会社にも一切、事故のことを伝えていなかったこともあり、大阪に転勤を命じられる。
久しぶりに訪れた遊園地。慰霊碑もある。廃墟になった博物館も。
そこで澳は、あの事故で同じように大切な人を失った二人と出会う。
一人は、しのぶ。恋人の鹿太郎を失った。結局、顔を見せてあげることは出来なかったが、鹿太郎との子供も大きくなり、今は小4。昔は路上で歌を歌ったりしていたが、今は魚市場で何とか生計を立てている。妹もずっと疎遠だったが事故以来、一緒に住んでくれて、頼りにしている。鹿太郎は親との間で色々とあって、しのぶも事故以来、会っていない。自分は、世間的には単なる恋人で遺族ではないから。事故の詳細も説明は受けていない。
もう一人は、スタンディングスタイルのカフェを経営している潮見。妻と長女を失った。今は観覧車には乗っていなかった次女に店を手伝ってもらっている。潮見は観覧車の制御室で勤めていた。あの日は、自分の勤務時間を終えて、食事に出かける時に、観覧車の列に並ぶ妻と長女の姿を見た。手を軽く振って、それが最後となった。自分は加害者でもあるから。普通の被害者と同じように振る舞うことが出来ないでいる。
澳も、遺族ではないということで、滴の家族とは関わりが無くなっている。自分だけが生き残った負い目もあって、未だに滴の墓参りにすら行けていない。

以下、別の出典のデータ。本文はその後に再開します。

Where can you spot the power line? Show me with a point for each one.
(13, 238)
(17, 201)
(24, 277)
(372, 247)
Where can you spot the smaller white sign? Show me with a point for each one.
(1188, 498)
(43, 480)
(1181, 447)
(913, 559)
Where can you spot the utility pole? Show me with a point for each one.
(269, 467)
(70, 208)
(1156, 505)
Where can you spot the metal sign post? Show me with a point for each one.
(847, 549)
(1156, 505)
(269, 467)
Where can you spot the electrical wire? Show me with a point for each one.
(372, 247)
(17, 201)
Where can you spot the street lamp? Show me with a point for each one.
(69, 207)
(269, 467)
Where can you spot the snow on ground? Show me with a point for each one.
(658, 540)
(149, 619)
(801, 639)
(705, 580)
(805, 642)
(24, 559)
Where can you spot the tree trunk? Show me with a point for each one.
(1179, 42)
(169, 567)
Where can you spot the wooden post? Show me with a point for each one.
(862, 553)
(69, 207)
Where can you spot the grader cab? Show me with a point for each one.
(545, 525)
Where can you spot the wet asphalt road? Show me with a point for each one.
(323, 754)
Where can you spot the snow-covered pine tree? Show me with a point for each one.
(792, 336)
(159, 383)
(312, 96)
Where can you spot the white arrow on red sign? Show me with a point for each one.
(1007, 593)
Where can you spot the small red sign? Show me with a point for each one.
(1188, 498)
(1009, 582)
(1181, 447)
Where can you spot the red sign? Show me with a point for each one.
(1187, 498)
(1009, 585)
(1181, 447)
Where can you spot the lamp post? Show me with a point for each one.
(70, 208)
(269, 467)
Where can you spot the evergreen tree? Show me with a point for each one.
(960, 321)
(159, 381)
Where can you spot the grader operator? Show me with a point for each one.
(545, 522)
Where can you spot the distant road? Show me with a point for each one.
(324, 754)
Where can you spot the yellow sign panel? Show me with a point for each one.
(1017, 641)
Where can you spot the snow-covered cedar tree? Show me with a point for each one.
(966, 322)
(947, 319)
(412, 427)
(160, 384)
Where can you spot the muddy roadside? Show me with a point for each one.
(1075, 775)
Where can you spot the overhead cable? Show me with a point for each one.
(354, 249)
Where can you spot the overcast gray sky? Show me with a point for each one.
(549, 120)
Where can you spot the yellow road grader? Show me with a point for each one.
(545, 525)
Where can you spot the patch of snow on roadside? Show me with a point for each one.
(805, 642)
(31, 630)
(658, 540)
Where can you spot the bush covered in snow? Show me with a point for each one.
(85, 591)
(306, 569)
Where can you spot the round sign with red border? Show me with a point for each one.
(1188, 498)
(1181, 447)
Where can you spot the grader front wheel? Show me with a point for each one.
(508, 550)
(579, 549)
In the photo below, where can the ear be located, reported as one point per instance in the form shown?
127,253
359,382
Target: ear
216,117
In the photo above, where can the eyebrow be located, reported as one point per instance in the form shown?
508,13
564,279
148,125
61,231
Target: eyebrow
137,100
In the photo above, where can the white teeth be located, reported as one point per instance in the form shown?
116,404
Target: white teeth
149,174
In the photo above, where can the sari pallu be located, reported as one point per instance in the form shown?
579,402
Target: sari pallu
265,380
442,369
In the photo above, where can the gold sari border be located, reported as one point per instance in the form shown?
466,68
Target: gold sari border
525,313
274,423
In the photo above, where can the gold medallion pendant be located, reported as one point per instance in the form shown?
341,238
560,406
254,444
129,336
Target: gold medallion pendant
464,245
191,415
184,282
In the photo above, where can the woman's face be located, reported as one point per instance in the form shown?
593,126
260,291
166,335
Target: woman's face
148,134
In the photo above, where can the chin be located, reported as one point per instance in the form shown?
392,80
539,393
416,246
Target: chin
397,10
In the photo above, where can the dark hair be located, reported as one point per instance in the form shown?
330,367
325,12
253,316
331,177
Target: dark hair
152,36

死神は、憑りつく人を立派な魂に育て上げるため、二人の疫病神を呼んでくれている。
疫病神は、もうすぐ生まれ変わることになっている者たちという設定だ。
一人は元気一杯の女の子。今はどんなお母さんから生まれてこようかと選び中。
もう一人は疫病神になりたての新米。まだ生まれ変わる覚悟まで抱けていない様子。
澳、しのぶは、潮見のカフェで少し話をすることに。もちろん、死神たちも一緒にゾロゾロと。
それからだった。
澳の幼馴染である湊やしのぶの妹、潮見の次女も交えて、色々な話をするようになったのは。
澳、しのぶ、潮見をはじめ、その関わりを持つ者たちが、各々の立場であの事故のことを語る。
これまでは出来なかったこと。
残酷な遺体の姿との対面、孤立する遺族の悔しさ、遺族と他人である自分の壁・・・
悲しむことが出来るようになった。そして、失った人、自分、その周囲の者たちに本当に寄り添うことが出来るようになった。
今、各々が新たに歩み出そうとし始めている。
そんな姿を、死神や疫病神たちも見詰めている。
死神は澳に幸せになって欲しいとずっと願い続ける。ずっと恋をし続ける。
疫病神は、亡くなった潮見の長女と、鹿太郎に観覧車を待つ列で、手をつないでもらって一緒だった女の子。
自分たちも生まれ変わる。だから、生き残っているみんなも。
澳が、大阪での仕事も一段落ついたので、本社に戻ることになった。
そんな時に、潮見としのぶが行方不明になる。
潮見の次女、しのぶの妹は最悪のことを頭によぎらせる。
死神も協力して、捜索。
二人は北の方の山にいた。
潮見が妻と一緒に登った山。しっかり者の妻だったので、何もかも任せっきり。よくハモを買って来てくれた。妻の大好物。・・・だと思っている、潮見は。本当は潮見が大好物だから買っているのに、それに気付いていない。そんなだから、本当にこの山だったか、不安で誰にも言い出せなかったらしい。しのぶはたまたま、出会って付いてきてしまった。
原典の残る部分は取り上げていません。